The second artist whose thoughts I like to share is the great Chilean poet and diplomat, Pablo Neruda (1904-1973). Neruda’s life story is one of passion and perseverance devoted to poetry, evidenced by the “storms and fire” he had to endure to pursue his art. Although his father was against the young Neruda for aspiring to be a full-time poet, Neruda persisted and found a mentor in the diplomat and poet Gabriela Mistral (1889-1957) who would later become the first Latin American woman to win the Nobel Prize in Literature, a distinction Neruda himself would repeat in 1971.

Pablo Neruda in 1952

In an extraordinary speech read at the Nobel Prize ceremony in Stockholm in December 1971, Neruda recounted his arduous journey to Argentina to escape Chile’s dictatorial government who ordered his arrest on account of his extreme leftist politics. Here’s an excerpt of that speech:

There were no tracks and no paths, and I and my four companions, riding on horseback, pressed forward on our tortuous way, avoiding the obstacles set by huge trees, impassable rivers, immense cliffs and desolate expanses of snow … Each of us made his way forward filled with limitless solitude… We were in a dazzling world of nature which at the same time was a growing menace of cold, snow and persecution. Everything became one: the solitude, the danger, the silence, and the urgency of my mission.”

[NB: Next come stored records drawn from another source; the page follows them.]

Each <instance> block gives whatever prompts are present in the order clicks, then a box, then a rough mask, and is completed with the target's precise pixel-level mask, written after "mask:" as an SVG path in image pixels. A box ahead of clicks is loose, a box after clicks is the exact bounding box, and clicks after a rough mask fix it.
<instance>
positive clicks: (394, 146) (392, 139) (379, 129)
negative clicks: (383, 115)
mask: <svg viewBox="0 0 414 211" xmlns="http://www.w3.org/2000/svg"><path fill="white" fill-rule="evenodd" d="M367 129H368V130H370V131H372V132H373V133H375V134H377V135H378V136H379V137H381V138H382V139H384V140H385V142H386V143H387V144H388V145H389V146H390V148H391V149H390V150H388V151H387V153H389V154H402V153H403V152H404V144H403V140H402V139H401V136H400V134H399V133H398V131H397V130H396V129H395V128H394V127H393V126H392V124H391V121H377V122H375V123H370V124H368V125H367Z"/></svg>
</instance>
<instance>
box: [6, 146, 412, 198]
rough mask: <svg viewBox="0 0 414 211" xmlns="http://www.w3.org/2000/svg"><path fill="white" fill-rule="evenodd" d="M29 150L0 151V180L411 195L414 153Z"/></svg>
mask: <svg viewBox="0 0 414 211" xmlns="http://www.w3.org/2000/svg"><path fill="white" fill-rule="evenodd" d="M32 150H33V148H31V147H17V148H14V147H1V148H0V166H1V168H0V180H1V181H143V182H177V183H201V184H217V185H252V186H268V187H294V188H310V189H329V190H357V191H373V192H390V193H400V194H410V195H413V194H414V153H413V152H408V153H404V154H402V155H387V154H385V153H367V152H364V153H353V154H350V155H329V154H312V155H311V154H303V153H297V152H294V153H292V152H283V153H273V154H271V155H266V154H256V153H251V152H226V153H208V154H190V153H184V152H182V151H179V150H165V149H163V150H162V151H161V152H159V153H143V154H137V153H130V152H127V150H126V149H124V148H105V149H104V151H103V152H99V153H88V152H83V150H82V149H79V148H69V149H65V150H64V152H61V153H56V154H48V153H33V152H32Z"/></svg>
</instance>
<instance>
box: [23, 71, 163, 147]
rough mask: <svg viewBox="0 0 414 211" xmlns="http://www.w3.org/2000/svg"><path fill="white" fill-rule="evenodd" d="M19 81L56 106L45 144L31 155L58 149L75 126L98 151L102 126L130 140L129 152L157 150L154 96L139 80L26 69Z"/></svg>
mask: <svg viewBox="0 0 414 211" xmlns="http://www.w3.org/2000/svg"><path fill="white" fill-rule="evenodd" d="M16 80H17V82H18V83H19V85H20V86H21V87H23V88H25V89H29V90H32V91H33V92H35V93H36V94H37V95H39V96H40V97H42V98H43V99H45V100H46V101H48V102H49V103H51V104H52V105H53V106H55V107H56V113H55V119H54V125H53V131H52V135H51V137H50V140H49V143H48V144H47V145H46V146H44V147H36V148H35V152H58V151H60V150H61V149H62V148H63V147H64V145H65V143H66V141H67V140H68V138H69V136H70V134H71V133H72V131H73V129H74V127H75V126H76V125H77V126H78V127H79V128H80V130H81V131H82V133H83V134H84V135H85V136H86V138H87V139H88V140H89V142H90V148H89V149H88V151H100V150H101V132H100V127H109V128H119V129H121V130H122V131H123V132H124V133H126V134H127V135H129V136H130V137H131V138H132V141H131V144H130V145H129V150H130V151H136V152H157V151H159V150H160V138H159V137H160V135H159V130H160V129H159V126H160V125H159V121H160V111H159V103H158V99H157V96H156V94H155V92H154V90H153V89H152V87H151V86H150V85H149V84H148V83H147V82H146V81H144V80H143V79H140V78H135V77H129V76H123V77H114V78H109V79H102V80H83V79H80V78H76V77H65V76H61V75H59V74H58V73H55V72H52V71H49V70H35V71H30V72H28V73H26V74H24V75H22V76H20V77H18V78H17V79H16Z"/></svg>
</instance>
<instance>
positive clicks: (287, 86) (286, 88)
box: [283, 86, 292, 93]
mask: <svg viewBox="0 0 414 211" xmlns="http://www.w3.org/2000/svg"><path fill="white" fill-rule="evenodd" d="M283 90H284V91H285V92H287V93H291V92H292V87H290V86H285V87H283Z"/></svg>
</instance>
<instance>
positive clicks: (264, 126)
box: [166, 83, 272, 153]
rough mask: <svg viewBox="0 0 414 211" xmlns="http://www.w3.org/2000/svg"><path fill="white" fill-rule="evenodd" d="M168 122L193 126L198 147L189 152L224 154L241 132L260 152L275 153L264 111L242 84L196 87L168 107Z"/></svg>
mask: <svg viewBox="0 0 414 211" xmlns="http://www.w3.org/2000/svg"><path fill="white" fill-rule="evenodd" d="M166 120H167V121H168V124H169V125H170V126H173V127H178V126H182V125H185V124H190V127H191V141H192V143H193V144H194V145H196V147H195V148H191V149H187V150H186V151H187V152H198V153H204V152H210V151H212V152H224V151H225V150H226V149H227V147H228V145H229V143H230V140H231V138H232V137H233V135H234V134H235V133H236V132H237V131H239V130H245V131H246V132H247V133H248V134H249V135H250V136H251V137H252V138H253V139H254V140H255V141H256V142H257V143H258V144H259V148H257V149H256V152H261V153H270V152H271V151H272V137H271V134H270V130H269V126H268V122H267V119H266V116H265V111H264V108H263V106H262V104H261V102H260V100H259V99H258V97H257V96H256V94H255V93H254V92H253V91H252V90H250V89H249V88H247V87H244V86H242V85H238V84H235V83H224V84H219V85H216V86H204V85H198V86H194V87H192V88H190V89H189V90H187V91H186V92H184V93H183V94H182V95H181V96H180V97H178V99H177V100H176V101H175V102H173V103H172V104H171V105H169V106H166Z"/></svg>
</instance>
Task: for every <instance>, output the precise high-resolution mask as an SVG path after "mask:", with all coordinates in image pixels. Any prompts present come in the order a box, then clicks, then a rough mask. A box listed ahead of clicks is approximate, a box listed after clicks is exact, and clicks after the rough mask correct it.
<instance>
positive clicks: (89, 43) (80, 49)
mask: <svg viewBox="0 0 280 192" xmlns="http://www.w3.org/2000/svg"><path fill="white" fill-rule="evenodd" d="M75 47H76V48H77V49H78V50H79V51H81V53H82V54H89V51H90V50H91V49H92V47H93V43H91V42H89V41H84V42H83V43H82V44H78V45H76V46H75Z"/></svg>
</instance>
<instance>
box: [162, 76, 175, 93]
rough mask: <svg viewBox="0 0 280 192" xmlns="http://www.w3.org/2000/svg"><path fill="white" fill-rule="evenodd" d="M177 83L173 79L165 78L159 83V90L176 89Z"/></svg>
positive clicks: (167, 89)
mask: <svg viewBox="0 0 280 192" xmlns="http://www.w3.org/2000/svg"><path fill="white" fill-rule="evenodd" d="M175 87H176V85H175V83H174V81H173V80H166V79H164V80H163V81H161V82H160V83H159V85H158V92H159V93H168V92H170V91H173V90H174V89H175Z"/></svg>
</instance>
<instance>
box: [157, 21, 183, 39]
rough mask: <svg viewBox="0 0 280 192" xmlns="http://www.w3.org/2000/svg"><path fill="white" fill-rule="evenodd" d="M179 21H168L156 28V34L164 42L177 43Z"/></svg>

Ponder again on the last sentence, and you can almost feel the loneliness of Neruda’s struggle. It was not only a struggle for physical safety; it was “the urgency” of a mission – to have the freedom to pursue his art as a way of meaning-making. Summing up his life, Neruda leaves us with these unforgettable words, almost echoing the counsel of Kahlil Gibran:

There is no insurmountable solitude. All paths lead to the same goal: to convey to others what we are. And we must pass through solitude and difficulty, isolation and silence in order to reach forth to the enchanted place where we can dance.”

Postscript

From Argentina, Neruda moved to Asia where he spent several years working as a consul in Yangon, then in Jakarta while writing poems about the peoples of Asia he saw were downtrodden by poverty, colonial rule, and political oppression. In 1933, he returned to his native Chile to serve diplomatic posts in Buenos Aires and then Barcelona, Spain. He later succeeded Gabriela Mistral as consul in Madrid, where he became the center of a lively literary circle. He continued to write books of poetry despite limited commercial success, and did so to his last days.